Historical Method paves way for Smarter Electronics

Research students at Queen’s University Belfast have used modified experimental geometry originally dating back to 1911, to measure for the first time the exact electronic properties of a “domain wall” - nanoscale, two-dimensional sheets embedded in crystalline material -  which can be more electrically conducting than the surrounding crystal itself. Useful as nanoscale electrical connections, they can also be created, destroyed and moved around - holding promise for completely reconfigurable new devices with ability to change function entirely or self-heal if broken.

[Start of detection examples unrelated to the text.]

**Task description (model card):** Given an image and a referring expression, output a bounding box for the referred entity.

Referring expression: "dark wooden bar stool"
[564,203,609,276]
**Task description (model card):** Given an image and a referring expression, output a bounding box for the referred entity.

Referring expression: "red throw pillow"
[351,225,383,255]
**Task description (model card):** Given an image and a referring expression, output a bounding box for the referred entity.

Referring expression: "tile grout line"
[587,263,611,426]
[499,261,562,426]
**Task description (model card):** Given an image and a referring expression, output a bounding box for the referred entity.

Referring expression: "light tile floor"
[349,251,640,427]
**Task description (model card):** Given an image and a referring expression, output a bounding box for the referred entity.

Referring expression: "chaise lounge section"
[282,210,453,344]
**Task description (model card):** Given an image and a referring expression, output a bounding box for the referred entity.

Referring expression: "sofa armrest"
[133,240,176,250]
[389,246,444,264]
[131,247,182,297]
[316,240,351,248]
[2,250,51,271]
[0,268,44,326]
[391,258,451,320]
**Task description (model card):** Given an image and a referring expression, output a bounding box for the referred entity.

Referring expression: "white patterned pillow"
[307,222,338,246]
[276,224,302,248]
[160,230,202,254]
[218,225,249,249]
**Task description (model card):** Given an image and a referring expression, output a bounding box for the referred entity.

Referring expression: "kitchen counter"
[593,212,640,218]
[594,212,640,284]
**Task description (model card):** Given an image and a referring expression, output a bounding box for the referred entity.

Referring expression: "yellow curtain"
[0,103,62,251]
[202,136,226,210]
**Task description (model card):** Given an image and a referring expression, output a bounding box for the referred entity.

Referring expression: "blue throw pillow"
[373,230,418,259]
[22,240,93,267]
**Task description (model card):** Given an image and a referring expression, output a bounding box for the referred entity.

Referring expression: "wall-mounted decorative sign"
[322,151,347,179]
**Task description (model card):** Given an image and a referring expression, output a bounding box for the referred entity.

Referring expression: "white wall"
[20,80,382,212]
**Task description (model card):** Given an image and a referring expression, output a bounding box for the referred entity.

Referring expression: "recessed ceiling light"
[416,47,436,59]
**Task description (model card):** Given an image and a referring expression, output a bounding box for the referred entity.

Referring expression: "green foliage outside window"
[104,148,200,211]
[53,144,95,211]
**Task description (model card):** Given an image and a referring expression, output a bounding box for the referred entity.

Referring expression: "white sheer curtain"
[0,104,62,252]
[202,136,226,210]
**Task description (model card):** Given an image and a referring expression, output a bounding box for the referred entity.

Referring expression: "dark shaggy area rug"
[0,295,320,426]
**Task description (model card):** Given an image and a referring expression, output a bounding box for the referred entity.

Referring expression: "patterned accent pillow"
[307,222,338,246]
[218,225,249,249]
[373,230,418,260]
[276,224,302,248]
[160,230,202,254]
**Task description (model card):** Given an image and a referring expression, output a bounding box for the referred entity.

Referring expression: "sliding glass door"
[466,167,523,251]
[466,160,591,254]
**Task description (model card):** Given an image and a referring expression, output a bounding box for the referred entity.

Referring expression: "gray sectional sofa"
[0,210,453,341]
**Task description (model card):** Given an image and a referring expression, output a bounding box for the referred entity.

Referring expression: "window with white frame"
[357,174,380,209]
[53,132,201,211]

Conor McCluskey, one of the students who led the experiment in the School of Mathematics and Physics at Queen’s, said: “We now know that the electrons that carry the electrical current within these domain walls move exceptionally fast at room temperature. They move at similar speeds to the electrons in graphene - which is a wonder material hailed for its conduction properties and its discovery warranted a Nobel prize in 2004.

“Usually when an electron is carrying a current it eventually scatters off the atoms in the material. This blocks the electron on its journey and creates electrical resistance. We have found that charges in these domain walls can move for a very long time before they get scattered - on average they move quite fast. This property itself is quite useful for high-speed electronics, but combined with the fact that the domain walls themselves are entirely mobile and reconfigurable could be a game changer for nanotechnology.”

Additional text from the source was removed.